In the Organiser’s front-page analysis of the BSP’s victory in the UP elections, editor R. Balashankar is all praise for Mayawati and concedes that she took away a chunk of BJP’s votes, not the SP’s. Clearly disappointed with the BJP for letting the saffron brigade down, he writes: “The BJP lost steam midway. Its campaign got stuck between half-hearted Hindutva and development governance.”
Mayawati, he claims, won because she appealed to the Hindus. According to him, “For the first time in her political career Mayawati played a leveler and social harmoniser. Her campaign was largely Hindu centric. Arguably, of all the non-BJP politicians only Mayawati understood the dynamics of a united Hindu constituency.”

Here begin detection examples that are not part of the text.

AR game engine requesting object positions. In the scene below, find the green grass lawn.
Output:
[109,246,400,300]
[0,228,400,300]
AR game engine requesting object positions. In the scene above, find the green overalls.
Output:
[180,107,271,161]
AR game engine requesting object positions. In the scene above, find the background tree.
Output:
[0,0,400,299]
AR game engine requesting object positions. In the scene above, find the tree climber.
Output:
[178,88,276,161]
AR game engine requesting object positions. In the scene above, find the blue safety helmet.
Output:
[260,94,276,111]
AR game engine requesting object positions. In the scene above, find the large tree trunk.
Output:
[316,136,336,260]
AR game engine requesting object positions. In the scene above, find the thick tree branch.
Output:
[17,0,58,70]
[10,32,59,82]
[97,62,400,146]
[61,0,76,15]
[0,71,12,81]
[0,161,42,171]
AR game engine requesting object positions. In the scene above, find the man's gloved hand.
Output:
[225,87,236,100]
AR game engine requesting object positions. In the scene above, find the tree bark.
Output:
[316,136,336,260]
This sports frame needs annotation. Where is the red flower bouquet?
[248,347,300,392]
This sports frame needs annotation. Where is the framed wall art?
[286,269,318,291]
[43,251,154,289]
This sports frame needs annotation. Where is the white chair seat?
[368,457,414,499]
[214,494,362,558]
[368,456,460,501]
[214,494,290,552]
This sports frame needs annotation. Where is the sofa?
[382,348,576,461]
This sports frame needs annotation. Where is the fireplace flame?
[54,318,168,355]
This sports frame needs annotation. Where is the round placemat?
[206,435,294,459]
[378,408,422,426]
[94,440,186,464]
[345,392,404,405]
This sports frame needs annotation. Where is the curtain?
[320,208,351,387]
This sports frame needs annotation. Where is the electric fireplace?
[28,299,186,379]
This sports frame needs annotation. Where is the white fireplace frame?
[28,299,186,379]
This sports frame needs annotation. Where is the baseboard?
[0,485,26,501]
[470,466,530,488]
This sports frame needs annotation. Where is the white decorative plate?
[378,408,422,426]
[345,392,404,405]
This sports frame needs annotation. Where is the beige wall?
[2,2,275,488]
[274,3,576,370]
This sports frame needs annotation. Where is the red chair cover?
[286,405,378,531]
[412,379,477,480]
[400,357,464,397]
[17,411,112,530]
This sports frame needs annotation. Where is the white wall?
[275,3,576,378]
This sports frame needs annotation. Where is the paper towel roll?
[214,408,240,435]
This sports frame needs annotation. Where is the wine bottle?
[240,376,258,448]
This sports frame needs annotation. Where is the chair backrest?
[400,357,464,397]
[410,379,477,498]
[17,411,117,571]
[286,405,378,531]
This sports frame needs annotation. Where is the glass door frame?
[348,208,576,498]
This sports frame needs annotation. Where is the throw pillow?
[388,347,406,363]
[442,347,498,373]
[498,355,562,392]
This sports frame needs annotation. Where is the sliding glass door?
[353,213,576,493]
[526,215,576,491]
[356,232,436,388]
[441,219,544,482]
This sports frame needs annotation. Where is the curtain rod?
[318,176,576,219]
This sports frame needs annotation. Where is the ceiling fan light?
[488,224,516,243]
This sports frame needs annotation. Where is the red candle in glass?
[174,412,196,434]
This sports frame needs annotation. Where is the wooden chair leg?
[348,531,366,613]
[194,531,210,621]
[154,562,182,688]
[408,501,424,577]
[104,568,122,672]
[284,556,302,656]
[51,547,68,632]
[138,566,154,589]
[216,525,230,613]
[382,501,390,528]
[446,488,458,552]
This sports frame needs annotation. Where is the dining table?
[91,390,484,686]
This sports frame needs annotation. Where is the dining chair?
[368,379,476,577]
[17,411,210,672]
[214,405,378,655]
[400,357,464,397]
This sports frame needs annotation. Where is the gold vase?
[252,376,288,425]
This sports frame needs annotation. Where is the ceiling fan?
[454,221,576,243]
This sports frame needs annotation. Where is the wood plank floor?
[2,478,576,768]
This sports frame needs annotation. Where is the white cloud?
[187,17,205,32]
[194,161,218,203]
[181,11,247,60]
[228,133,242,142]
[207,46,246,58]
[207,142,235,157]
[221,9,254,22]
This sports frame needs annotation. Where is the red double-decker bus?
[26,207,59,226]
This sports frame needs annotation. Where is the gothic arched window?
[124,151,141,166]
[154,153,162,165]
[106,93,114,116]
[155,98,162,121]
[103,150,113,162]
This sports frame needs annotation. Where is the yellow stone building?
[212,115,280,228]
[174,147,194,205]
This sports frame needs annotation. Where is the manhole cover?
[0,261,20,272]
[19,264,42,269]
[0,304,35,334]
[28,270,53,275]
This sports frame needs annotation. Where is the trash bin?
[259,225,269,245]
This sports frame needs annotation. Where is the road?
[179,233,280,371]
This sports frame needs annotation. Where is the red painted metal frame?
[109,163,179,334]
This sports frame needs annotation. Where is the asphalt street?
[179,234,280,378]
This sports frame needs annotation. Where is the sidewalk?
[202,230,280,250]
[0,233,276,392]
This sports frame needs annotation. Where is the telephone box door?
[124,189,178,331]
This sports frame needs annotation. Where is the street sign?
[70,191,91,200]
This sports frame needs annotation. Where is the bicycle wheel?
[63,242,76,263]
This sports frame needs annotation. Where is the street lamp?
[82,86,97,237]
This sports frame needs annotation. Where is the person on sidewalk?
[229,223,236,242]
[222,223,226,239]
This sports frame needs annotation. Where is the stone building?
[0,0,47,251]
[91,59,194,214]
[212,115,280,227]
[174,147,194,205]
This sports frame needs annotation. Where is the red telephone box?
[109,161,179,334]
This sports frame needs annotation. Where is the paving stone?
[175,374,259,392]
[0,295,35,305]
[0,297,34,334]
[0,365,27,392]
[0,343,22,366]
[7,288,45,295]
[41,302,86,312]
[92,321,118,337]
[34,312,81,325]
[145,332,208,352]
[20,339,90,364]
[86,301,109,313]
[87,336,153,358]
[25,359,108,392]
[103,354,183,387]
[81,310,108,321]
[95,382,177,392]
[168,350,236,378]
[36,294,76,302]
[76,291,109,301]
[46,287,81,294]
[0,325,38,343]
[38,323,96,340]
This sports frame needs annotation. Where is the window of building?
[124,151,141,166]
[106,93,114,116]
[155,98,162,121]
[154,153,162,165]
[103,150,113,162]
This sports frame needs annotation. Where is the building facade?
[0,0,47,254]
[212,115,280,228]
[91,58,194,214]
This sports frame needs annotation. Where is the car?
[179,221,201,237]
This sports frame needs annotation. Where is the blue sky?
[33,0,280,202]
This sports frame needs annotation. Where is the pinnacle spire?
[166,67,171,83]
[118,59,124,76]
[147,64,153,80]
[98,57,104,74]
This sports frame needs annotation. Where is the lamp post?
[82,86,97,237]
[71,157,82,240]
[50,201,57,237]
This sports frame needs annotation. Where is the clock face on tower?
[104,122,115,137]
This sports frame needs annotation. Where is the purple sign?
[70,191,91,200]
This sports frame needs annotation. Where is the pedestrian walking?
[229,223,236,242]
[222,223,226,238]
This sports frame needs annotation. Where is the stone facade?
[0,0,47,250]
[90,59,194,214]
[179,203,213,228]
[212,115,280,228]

Although she did not openly play a Hindu card, “but like Indira Gandhi, on an altogether different format in the eighties, Mayawati subtly advanced a soft Hindutva line, appealing to the so-called Manuwadis even as she told her bahujan samaj that their interest rested in a unified Hindu social order rather than artificially created barriers promoted by disparate interests to keep the society mutually suspicious.”
Myth of Muslim vote bank
If Mayawati is praised for her alleged soft Hindutva credentials, the Muslim voter also receives some left-handed compliments. In the same article, Balashankar writes that the myth of the Muslim vote bank was also busted in this election. The results prove “Muslims too behave like the rest of the electorate in the country, they have their caste and religious divide, they are divided between Shias and Sunnis, as upper caste and Dalit, rich and poor, fanatic and liberal.”